I shifted so that I was close enough to feel the warm energy coming off of him. “Tell me what happened.”

“You were with a boy. His truck went over a guardrail into a river.” Finn dropped his head and stared at his clenched fists in his lap. “I’d never doubted what I had to do. Never gave it a second thought. But after seeing you lying there in the snow, knowing you’d dragged yourself out of that river and died alone…for the first time in over forty years, I hated what I had to do. I hated myself.”

He stopped to rub his hands over his face again. I didn’t say anything. I didn’t know what to say to this boy who had seen me die. This boy who was doing everything in his power to make sure it didn’t happen again.

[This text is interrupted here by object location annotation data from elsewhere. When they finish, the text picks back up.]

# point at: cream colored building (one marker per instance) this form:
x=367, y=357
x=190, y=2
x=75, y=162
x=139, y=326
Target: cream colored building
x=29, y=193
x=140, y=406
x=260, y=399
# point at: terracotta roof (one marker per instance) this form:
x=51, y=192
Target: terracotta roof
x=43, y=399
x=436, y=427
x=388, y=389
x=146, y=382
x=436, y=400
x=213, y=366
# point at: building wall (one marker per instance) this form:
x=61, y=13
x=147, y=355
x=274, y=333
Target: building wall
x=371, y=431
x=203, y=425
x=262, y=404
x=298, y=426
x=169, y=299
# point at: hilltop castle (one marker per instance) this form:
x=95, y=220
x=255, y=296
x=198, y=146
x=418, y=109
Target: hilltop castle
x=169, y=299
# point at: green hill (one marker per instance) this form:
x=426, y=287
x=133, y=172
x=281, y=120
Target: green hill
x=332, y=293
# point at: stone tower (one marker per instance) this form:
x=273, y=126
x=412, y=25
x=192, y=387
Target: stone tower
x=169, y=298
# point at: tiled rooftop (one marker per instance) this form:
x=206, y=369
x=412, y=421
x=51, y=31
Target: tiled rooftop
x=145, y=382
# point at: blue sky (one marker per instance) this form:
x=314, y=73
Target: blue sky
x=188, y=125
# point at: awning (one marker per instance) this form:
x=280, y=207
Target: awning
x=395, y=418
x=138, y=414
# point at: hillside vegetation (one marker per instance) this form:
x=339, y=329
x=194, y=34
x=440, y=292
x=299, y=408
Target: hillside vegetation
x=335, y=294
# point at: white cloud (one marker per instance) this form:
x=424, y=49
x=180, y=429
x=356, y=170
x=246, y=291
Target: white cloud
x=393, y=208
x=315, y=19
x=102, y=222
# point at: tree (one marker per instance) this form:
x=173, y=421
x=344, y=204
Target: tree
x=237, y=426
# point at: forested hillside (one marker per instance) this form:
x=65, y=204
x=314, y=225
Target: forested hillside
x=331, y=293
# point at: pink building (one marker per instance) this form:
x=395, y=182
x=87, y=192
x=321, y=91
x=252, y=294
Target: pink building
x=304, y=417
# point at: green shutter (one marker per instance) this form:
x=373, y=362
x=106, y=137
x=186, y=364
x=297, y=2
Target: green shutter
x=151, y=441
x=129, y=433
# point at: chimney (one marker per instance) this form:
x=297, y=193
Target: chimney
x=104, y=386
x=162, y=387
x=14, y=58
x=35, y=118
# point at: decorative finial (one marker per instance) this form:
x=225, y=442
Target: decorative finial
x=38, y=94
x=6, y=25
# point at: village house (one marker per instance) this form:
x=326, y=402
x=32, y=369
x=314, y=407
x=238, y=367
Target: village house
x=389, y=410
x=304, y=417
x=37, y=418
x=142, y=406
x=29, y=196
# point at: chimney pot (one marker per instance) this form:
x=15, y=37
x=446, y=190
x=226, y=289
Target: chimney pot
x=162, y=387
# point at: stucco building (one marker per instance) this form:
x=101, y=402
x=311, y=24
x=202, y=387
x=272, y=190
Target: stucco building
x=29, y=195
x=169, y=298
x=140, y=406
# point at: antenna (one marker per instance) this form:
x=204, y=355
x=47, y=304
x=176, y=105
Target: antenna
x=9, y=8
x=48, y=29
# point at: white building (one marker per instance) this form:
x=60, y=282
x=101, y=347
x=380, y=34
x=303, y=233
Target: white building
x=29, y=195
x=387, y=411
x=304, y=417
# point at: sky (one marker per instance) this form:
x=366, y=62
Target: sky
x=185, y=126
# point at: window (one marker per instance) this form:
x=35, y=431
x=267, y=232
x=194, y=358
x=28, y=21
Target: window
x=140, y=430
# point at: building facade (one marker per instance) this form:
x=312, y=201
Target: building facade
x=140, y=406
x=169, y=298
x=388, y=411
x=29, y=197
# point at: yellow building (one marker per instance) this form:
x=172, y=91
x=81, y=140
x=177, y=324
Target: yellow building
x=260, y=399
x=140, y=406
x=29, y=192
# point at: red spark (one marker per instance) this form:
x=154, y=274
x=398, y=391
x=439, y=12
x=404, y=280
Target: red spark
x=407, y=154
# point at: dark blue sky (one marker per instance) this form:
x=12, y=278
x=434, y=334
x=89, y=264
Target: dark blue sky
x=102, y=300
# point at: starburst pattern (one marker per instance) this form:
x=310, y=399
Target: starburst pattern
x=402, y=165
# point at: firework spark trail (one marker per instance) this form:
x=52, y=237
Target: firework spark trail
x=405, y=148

“When I came back the next day, you were at the gates, waiting,” he went on. “I thought for sure you’d hate me. Most of them did. Not at first, but after they realized how trapped they really were, what kind of fate waited for them, they always hated me.”

“But I didn’t.” Hesitantly, I met Finn’s intense gaze. “I didn’t hate you, did I?”

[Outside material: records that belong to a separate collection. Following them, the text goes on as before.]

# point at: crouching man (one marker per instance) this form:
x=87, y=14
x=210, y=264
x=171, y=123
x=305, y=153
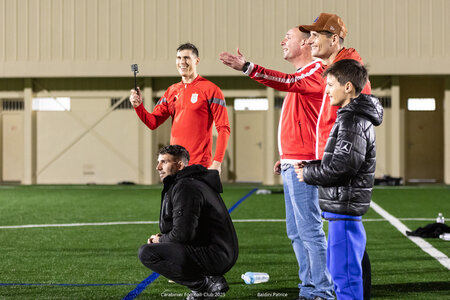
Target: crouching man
x=197, y=244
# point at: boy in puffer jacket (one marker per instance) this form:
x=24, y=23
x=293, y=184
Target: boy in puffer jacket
x=345, y=175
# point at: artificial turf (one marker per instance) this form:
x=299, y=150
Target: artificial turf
x=90, y=255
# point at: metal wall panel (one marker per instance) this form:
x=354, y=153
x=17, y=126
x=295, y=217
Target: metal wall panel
x=76, y=38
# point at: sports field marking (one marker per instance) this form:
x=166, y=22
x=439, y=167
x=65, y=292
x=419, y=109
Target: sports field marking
x=157, y=222
x=424, y=245
x=66, y=284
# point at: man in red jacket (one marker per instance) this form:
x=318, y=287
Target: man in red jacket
x=296, y=142
x=194, y=104
x=327, y=38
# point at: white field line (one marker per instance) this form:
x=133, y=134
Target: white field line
x=424, y=245
x=156, y=222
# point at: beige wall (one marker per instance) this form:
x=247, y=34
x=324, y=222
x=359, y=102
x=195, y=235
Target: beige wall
x=73, y=38
x=83, y=49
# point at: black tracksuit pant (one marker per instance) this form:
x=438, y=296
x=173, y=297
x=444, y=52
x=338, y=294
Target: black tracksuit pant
x=178, y=262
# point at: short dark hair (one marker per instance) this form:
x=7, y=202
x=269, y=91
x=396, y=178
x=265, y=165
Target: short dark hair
x=179, y=152
x=188, y=46
x=346, y=70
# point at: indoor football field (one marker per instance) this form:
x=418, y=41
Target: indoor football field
x=81, y=242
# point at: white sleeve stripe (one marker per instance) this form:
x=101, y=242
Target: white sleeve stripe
x=250, y=69
x=289, y=80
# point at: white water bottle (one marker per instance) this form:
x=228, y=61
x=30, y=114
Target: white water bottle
x=255, y=277
x=440, y=218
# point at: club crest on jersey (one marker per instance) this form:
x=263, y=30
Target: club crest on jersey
x=194, y=98
x=346, y=146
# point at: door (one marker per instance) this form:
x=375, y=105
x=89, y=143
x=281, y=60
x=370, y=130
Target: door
x=13, y=141
x=249, y=146
x=424, y=149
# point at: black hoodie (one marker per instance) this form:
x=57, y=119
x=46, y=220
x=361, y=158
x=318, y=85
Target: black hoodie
x=347, y=170
x=194, y=214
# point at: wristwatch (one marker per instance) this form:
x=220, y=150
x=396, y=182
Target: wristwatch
x=246, y=65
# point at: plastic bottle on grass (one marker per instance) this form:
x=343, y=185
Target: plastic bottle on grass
x=255, y=277
x=440, y=218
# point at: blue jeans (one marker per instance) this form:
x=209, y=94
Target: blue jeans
x=346, y=244
x=305, y=230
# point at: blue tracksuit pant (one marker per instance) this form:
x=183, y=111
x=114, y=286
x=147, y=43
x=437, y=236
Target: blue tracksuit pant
x=346, y=244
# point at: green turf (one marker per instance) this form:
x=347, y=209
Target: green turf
x=108, y=254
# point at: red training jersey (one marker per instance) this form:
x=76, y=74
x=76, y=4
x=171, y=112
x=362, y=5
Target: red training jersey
x=301, y=106
x=193, y=107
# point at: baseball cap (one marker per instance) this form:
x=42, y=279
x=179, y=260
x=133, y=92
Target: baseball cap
x=326, y=22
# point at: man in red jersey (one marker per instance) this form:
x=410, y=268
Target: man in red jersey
x=327, y=38
x=296, y=143
x=194, y=104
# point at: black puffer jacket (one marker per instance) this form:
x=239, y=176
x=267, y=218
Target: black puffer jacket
x=194, y=214
x=347, y=170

“No.” He shook his head. “No…you loved me, I think.”

I nodded and forced myself to look away. I already knew that part. I knew because it was still inside me, filling up my heart, making it feel like it was ready to explode being this close to him.

“Anything else?” His voice sounded gruff.

“Why me?” I finally decided to ask. “What made me different?”

“Before you, there was only dark.” He stopped, but his voice was still unsteady when he started again. “You lit up my whole world, like the sun bursting through the clouds on a stormy day. You made me remember what it was like to feel alive. You made me believe I was something more than death. You made me believe in something that I didn’t think existed anymore.”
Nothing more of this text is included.